Namun kita juga perlu mengakui bahwa perusahaan juga memiliki keterbatasan untuk selalu memberikan insentif dalam bentuk uang, jabatan, atau fasilitas, walaupun kami sangat mendorongnya jika itu memungkinkan. Sekalipun begitu, kita seharusnya memandang harapan ini dengan proporsional. Di satu sisi, kita perlu mengakui bahwa insentif dalam bentuk material adalah hal yang penting. Tapi kita juga sepakat bahwa insentif material bukan hal yang fundamental, dampaknya sesaat dan kurang mendasar.

Perubahan yang menetap bahkan revolusioner dilandasi oleh adanya tujuan yang fundamental, antara lain:

  1. Tujuan yang mulia. Tujuan seseorang bekerja berbeda-beda di tiap generasi bergantung pada tantangan jaman. Jika generasi X bekerja untuk bertahan hidup, cenderung mengikuti “jalan normal” untuk meniti karier dan berdamai dengan “garis nasib”, kini para millenials akan merasa resah ketika ia merasa semua kerja kerasnya hanya untuk mewujudkan mimpi orang lain seperti memperkaya pemilik perusahaan. Namun, ketika mereka merasa bahwa “bekerja” berarti terlibat dalam sebuah misi besar yang dapat berdampak luar biasa bagi dunia, mereka akan merasa “lebih berarti”. Tujuan inilah yang menjadi penggerak mereka, rasa berkontribusi dalam sebuah tujuan mulia memberikan bahan bakar bagi mereka untuk terlibat dalam pengembangan budaya dalam perusahaan.
  1. Kesetaraan. Keleluasaan untuk mengungkapkan pendapat dan berkontribusi dengan cara yang mereka percayai meningkatkan rasa tanggung jawab. Pada dasarnya, keterlibatan mereka dalam merumuskan berbagai hal dalam pekerjaan meningkatkan rasa memiliki.
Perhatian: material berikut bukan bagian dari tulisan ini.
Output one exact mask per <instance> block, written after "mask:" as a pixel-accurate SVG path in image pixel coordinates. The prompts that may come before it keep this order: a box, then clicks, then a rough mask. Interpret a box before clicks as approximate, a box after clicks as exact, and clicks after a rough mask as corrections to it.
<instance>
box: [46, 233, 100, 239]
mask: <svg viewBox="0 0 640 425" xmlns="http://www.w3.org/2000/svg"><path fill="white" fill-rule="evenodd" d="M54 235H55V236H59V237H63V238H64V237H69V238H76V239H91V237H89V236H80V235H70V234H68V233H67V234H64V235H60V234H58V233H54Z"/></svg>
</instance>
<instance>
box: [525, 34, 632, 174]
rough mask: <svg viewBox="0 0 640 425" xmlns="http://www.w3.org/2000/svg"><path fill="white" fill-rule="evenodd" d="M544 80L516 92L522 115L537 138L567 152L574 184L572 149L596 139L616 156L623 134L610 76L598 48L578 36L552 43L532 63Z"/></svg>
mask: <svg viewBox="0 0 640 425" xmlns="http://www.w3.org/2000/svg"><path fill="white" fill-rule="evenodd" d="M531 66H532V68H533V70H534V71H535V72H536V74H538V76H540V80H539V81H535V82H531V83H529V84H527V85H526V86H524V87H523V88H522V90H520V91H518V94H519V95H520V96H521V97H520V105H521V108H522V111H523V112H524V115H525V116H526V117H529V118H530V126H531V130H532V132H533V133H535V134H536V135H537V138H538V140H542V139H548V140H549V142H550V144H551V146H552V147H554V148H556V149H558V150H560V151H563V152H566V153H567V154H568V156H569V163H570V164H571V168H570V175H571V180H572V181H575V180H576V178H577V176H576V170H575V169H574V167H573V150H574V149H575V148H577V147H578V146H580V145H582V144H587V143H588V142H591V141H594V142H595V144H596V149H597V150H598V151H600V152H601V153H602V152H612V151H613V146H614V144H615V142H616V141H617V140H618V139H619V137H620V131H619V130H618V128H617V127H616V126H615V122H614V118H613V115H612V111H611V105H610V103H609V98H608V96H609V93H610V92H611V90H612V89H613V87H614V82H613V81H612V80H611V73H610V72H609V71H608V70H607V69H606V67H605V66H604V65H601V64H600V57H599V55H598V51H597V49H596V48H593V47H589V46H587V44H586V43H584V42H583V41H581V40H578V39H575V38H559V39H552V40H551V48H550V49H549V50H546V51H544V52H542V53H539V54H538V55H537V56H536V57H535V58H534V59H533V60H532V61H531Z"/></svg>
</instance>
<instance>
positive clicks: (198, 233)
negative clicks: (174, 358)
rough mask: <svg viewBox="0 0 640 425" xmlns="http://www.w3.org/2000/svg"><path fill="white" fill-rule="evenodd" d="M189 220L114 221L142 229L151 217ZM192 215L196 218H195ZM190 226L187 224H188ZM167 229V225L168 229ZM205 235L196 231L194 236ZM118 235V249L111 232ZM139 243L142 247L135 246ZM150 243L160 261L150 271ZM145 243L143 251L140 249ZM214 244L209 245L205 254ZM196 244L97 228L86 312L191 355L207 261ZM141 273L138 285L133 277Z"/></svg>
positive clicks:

Situasi ini memberi kesempatan bagi mereka untuk lebih bertanggung jawab akan pilihannya sendiri.

 

Jadi dapat kita petakan bahwa dalam membawa seseorang atau suatu kelompok untuk mau terlibat aktif dalam sebuah perubahan, diperlukan beberapa pendorong yang berfungsi sebagai motivator.
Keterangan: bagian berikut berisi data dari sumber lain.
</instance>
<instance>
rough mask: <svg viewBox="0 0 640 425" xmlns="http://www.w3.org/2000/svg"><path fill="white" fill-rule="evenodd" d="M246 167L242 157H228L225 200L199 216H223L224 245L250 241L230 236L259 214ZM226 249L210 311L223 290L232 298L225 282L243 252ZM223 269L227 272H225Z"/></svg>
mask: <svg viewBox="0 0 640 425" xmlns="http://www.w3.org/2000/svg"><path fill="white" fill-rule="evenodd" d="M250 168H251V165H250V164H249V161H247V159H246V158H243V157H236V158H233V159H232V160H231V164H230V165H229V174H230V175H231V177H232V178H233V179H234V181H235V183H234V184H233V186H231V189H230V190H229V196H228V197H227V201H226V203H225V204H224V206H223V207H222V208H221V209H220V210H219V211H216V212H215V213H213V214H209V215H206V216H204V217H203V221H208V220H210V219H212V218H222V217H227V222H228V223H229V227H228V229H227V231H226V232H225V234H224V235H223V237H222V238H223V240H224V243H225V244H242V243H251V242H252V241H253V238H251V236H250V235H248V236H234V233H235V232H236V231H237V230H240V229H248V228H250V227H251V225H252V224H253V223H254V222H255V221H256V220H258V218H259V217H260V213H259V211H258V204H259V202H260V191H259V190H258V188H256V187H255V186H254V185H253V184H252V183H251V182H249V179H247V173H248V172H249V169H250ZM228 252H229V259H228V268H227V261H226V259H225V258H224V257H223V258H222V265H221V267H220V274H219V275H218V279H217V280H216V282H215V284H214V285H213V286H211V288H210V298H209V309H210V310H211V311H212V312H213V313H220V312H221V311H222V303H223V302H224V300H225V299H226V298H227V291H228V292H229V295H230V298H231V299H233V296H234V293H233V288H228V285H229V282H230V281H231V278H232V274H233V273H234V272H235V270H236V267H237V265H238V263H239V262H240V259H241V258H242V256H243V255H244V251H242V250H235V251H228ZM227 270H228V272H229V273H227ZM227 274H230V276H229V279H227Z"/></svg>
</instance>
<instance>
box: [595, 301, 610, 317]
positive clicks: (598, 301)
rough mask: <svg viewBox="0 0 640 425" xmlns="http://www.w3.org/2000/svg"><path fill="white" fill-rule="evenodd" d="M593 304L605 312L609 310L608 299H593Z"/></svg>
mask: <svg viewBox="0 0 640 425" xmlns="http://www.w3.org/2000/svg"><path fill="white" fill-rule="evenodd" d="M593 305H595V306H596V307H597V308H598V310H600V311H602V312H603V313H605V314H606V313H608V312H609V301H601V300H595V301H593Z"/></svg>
Faktor Pendorong Level Cara Kerja Metode
Materi – Finansial, karier, kesempatan Kebutuhan sehari-hari/ jasmani
  1. Menciptakan momentum sesaat
  2. Membangun antusiasme
  1. Rekognisi dan apresiasi
  2. Target & mekanisme yang jelas
  3. Nilai yang rasional
Ikatan emosi – Hubungan Kebutuhan emosional
  1. Menjaga momentum
  2. Membangun keterikatan
  1. Kejujuran & keterbukaan
  2. Keterlibatan & empati
Visi dan tujuan Kebutuhan spiritual
  1. Menjaga momentum
  2. Membangun rasa memiliki
  1. Membangun narasi
  2. Merayakan keberhasilan
  3. Kesempatan menyampaikan dan mewujudkan gagasan

Karenanya, kami selalu menyarankan setiap perusahaan untuk terlebih dulu memenuhi kewajibannya dalam hal material. Apakah struktur gaji yang diterapkan perusahaan telah sesuai dengan ketentuan pemerintah. Apakah perusahaan telah memberikan seluruh fasilitas dasar yang diwajibkan? Kenyataannya, pemenuhan kewajiban ini sekalipun berat sesungguhnya adalah wujud teladan yang ditunjukkan perusahaan. Akan menjadi pertanyaan jika manajemen mengomunikasikan sebuah nilai kepatutan dan menuntut ketaatan, namun di saat yang bersamaan perusahaan tidak taat terhadap undang-undang yang diwajibkan. Hal ini akan menurunkan tingkat kepercayaan karyawan terhadap manajemen.

Hal ini penting saya sampaikan karena dalam membangun budaya kita harus memahami minimal dua sudut pandang utama, yaitu sudut pandangan karyawan sekaligus sudut pandang pemimpin strategis perusahaan. Dua sudut pandang ini perlu dipahami agar kita dapat berpikir lebih menyeluruh sehingga pendekatan dan narasi yang dibangun lebih efektif.